Following on from a previous post, I wanted to explore what effect various kinds of strategies for solving Wordle have on how quickly you solve it.
So I implemented Wordle in python, and then spent a while trying to find a good word list to use as a basis. Now, I know that you can inspect the Wordle page itself and find the list of words it uses for validating real words and the list of wordle answers, but I don’t want to use that list, so I made my own. I’ve put the code up at github.
For now, let’s look at whether it makes sense to do a couple of
guesses to cover lots of common letters,
or whether you should just go “hard mode” from guess two.
(Every first guess is hard mode compatible, since you’ve not got any constraints yet).
So the simple solver I’ve implemented so far basically assigns each word a score
based on how near the top each letter is in its position.
So, for example, for the word list I’m using in this experiment (multi.txt
),
the letter positions table looks as follows:
Top letters in position 1
S,B,C,T,A,P,M,F,R,L
Top letters in position 2
A,O,E,I,R,L,U,H,T,N
Top letters in position 3
A,I,R,O,E,N,L,T,U,S
Top letters in position 4
E,N,A,T,I,L,R,C,O,S
Top letters in position 5
S,E,Y,T,N,R,D,A,L,H
The word CARES
scores 4 since:
C
is the third most common first place letter so it scores 2A
is the most common second place letter so it scores 0R
is the third most common third place letter so it scores 2E
is the most common fourth place letter so it scores 0S
is the most common fifth place letter so it scores 0
Once you’ve ordered words by their score, you pick the lowest scoring word
that isn’t ruled out by previous guesses.

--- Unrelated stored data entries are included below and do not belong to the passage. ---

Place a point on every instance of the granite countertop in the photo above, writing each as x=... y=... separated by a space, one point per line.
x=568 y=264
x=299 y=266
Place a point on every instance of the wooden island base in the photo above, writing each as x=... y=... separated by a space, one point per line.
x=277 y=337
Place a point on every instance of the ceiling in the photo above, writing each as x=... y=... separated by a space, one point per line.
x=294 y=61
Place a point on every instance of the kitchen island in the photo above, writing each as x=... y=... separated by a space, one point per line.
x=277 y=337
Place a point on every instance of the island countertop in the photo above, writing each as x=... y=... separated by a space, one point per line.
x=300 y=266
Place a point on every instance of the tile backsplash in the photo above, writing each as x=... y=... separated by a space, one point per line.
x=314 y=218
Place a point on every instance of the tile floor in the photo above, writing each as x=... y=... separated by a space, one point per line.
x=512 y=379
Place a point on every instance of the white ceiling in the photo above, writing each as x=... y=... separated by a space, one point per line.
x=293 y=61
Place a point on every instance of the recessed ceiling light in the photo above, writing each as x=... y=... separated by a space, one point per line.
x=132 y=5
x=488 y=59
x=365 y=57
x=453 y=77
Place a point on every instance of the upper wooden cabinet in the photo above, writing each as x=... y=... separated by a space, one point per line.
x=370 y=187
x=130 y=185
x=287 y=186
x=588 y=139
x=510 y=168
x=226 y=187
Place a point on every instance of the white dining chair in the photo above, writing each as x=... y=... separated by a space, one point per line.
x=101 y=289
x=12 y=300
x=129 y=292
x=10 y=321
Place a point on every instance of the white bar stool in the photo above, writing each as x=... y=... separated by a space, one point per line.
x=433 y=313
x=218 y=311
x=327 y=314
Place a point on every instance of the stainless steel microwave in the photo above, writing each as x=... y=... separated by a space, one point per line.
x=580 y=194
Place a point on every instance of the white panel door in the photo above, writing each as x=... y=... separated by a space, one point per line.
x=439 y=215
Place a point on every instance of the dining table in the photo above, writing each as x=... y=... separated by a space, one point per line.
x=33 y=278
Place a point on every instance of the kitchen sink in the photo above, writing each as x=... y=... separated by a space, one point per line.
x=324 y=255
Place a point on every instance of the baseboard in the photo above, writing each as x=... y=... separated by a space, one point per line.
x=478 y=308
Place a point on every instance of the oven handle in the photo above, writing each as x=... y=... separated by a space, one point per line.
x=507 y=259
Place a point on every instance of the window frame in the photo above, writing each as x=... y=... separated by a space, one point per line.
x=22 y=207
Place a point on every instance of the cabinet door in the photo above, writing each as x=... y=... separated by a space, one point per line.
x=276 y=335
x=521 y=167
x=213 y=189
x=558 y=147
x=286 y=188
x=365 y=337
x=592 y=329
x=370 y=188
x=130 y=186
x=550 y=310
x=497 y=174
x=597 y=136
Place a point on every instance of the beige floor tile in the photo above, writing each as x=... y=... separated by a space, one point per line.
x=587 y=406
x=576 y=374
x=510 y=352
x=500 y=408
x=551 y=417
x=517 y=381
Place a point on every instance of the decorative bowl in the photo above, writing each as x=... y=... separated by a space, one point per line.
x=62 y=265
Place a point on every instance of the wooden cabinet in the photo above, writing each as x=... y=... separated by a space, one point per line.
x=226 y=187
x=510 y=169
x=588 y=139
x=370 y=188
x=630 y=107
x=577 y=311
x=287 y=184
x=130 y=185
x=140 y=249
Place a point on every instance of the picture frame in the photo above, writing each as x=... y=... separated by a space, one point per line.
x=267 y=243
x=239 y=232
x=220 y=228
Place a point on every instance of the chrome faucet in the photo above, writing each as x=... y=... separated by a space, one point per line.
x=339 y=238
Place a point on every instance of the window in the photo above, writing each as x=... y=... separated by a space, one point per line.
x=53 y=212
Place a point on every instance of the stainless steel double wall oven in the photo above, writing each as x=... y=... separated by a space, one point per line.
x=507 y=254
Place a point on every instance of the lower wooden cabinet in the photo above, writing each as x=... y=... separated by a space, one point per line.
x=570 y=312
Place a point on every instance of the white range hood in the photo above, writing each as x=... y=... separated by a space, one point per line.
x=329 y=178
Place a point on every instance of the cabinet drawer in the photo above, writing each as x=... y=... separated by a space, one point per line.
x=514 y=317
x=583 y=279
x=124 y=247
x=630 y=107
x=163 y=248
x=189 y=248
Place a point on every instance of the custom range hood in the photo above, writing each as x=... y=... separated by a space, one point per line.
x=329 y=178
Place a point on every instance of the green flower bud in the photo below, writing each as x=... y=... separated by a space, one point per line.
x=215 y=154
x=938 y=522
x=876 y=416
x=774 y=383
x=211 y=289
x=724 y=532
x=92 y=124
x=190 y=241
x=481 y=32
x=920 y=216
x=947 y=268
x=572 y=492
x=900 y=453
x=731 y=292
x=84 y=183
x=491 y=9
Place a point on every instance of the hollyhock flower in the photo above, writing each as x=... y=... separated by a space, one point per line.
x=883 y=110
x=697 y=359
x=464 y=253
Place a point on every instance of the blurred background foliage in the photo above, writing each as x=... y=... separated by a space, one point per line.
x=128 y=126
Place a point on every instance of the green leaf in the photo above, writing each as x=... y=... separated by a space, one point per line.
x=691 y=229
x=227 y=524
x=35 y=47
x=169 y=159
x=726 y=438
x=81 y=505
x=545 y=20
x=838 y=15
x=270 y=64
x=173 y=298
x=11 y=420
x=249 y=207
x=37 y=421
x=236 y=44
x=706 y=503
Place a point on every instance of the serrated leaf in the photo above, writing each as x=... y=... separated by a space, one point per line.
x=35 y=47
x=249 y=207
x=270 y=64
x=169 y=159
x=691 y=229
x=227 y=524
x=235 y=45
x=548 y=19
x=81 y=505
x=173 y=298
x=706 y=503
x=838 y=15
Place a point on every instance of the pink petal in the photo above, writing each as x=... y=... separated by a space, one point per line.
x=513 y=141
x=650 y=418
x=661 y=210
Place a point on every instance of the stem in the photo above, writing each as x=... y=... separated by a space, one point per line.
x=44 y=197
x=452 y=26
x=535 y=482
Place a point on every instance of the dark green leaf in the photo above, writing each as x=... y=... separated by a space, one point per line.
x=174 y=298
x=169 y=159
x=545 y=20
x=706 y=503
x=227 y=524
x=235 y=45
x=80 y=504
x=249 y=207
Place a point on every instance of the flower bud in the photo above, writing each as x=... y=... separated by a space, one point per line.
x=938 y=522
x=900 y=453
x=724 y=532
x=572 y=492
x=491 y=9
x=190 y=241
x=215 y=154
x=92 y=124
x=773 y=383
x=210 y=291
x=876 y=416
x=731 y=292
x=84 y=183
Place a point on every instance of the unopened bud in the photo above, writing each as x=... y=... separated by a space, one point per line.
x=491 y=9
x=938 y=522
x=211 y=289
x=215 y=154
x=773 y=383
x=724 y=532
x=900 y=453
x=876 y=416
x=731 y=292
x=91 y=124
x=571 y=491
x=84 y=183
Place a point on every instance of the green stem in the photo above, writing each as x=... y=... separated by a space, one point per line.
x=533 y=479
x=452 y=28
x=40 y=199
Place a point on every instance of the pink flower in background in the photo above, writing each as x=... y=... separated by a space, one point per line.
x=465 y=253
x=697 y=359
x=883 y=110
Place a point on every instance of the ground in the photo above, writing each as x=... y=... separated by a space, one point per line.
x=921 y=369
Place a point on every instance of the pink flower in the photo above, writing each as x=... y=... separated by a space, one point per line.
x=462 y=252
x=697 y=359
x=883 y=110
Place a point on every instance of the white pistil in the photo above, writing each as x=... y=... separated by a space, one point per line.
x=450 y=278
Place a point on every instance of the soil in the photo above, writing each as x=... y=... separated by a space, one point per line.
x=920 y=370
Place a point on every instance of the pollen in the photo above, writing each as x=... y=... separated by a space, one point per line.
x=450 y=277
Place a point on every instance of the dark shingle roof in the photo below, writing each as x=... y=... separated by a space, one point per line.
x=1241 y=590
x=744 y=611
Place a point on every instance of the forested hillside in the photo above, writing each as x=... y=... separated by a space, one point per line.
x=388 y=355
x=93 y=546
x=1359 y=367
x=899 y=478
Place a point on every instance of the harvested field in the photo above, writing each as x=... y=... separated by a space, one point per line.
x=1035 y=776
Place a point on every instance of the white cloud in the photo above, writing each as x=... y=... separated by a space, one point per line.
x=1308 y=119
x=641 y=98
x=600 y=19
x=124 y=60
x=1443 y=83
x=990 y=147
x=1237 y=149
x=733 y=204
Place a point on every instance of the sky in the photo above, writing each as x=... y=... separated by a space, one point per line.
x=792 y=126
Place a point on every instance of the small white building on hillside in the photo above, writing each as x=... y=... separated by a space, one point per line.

The solver always starts with CARES
, since it’s the lowest scoring word.
And you keep going until you guess the word.
This gives us our baseline.
The mean number of guesses to get the word for this solver is 3.7
with a variance of about 0.96.
Can you improve your chances by making your second guess a word that shares
no letters with your first, even if your first guess wasn’t all grey?
Obviously, this is not permitted in hard mode,
but does doing so actually make things easier?
Well, we can modify the above solver to, first guess
a set list of words in order, and then revert to the strategy outlined above.
Doing so, and guessing CARES
and then POINT
, before reverting to
the standard strategy has roughly the same mean number of guesses, but a smaller variance (0.61).
So you are much less likely to guess it in 2
(since unless CARES
is all grey, it’s definitely not POINT
)
but it means you’re more likely to get it in fewer guesses as compared to the standard approach.
What about guessing three disjoint words?
Well, for the word list I am currently experimenting with,
there’s no word with five distinct letters that doesn’t share a letter with CARES
or POINT
,
but we can try adding FULLY
as a third guess.
Predictably, the mean goes up to 4.3 (since you’re pretty much guaranteed not to get it in 3)
but the variance comes down some more (to 0.31).
So, to some extent, it comes down to personal preference how much variance you want to
trade off against mean number of guesses.
This is, of course, for a computer with a large word list readily to hand.
I often use the two words or three words strategy because I can’t think of any that fit
with the letters I’ve identified with guess 1.
(I use COALS
, BRINE
, THUMP
).
There’s lots of caveats one could articulate about this analysis, and there’ll probably be some more posts on this topic in the near future, exploring some of those issues.